Over the past few years, there’s a joke increasingly doing the rounds among replica watch journos (and probably many, many other specialist journos obliged to attend trade fairs throughout the year) which goes along the lines of, “To be honest, I flicked through Instagram on my way to the airport this morning, and I don’t really need to be here at all – I’ve already seen everything.”
Well, we’re here to bring you news of timepieces launched at last week’s Baselworld extravaganza that none of us were expecting, none of which saturated our timelines as soon as embargoes lifted at 8am on day 1. The surprise factor and word-of-mouth factor are back, mercifully, and – even more mercifully – the following five more than justify our plane ticket.
Bulgari Octo Finissimo Minute Repeater
A super-slick slice of haute horlogerie, which really is just a slice; at an impressive 6.85mm, it is the thinnest minute repeater ever made. Its 3.12mm movement’s hammers chime-out the hours, quarters, then remaining minutes by striking two circumferential gongs, attached to the inside of the case, with “dongs”, “ding-dongs” and “dings” respectively. Its beautifully faceted case, milled from a single piece of metal, is made from titanium to give a techy look, but also to make it louder as its lower density transmits soundwaves better. A snip at €180,000, we think you’ll agree…
We’ve always known Seiko make solid, workaday mechanical movements, in addition to its finely crafted Grand Seiko calibres, but they’ve never powered a replica watch available in the UK – until now. In fact, an entirely new collection has been conceived to showcase the Japanese superbrand’s considerable aptitude on this front, called “Presage” and offering a genuine alternative to the increasingly fertile sub-£1,000 Swiss market.
The Parisian shoemaker Berluti may date back to 1895, but it’s the current, fourth-generation custodian Olga Berluti whose ingenuity is to be thanked for the brand’s distinctive look – Venezia leather, tanned laboriously by hand to give a unique patina to every shoe. It’s a progressiveness and skill that chimed with Hublot, giving us this 250-piece special edition of the Classic Fusion dress replica watch, fitted with Scritto calf leather straps, and each complete with a gorgeous shoeshine kit.
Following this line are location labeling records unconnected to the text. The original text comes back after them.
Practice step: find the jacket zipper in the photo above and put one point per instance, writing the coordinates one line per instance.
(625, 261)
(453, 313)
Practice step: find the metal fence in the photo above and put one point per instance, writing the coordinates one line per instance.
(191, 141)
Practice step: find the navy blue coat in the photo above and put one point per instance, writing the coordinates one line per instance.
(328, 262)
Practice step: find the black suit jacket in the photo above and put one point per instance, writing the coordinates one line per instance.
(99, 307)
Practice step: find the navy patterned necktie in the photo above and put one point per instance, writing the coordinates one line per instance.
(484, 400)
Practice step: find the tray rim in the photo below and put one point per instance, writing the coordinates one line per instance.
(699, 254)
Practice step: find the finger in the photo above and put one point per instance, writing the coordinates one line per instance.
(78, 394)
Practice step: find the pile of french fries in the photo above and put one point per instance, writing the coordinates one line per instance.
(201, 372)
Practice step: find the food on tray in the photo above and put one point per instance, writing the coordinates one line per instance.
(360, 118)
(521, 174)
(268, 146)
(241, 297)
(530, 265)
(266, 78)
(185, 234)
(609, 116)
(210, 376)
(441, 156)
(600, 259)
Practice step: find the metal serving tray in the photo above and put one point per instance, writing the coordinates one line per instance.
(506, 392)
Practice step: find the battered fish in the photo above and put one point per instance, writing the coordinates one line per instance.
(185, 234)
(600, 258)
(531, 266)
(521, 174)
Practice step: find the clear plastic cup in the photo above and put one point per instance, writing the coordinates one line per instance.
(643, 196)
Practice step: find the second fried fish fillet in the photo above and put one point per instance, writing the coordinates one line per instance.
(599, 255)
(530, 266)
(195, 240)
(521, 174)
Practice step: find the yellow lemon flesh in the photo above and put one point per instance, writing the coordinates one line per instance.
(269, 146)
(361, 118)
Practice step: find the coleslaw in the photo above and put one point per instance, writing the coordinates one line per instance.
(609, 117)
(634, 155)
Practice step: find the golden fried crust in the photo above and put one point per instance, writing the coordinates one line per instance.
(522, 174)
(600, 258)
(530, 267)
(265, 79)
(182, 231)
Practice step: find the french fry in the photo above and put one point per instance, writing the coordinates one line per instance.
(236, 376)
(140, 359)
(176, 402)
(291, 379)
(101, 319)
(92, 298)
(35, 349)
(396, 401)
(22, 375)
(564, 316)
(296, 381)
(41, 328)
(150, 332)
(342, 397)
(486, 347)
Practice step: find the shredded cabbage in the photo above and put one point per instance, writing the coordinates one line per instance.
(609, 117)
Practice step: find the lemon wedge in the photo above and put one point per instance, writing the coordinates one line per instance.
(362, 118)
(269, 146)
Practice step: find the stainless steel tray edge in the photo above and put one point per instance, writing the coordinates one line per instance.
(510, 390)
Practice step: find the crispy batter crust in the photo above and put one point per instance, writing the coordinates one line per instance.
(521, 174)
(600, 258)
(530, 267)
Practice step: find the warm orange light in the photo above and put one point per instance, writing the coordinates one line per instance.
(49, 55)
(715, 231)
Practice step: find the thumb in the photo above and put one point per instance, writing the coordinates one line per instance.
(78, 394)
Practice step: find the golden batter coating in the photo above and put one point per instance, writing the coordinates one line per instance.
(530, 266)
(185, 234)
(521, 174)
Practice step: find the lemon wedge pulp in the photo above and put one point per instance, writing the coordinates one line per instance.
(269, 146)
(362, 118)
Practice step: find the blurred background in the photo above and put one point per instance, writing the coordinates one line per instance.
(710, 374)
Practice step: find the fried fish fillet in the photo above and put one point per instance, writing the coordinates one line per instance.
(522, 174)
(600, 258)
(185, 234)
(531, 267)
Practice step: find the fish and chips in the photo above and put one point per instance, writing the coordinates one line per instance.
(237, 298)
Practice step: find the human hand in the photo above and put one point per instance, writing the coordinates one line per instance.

What’s especially clever is the leather dial – you can’t have organic material in a sealed case, so a “neutralisation” method was developed specially.
Rado Hyperchrome 1616
It’s all been slender and streamlined at Rado in recent years, which certainly isn’t how the materials alchemist of replica watchmaking rose to fame in the Sixties – its super-hard tungsten carbide DiaStar was a far-out flying saucer for the wrist. Skip forward another decade, and you have the “Cape Horn” cathode-ray-tube TV for the wrist, celebrating its 40 birthday this year, and reissued as the “1616”, after the year the Earth’s southern-most point was discovered.
Breitling Superocean Heritage Chronoworks
Little did we know, but Breitling has been furtively establishing its own skunkworks at its “Chronometrie” factory in La Chaux-de-Fonds, tasked with stripping down, examining, fine tuning and honing its in-house movements – essentially improving everything by marginal gains, and occasionally turning things up to 11. This £30,410 launch model soups-up the B01 chronograph calibre by introducing a ceramic baseplate and geartrain (self-lubricating, doing away with the need for 11 bearing jewels), an entirely silicon escapement, plus an ingenious means of introducing elasticity to the chronograph wheels’ meshing, meaning the hands start sweeping immediately.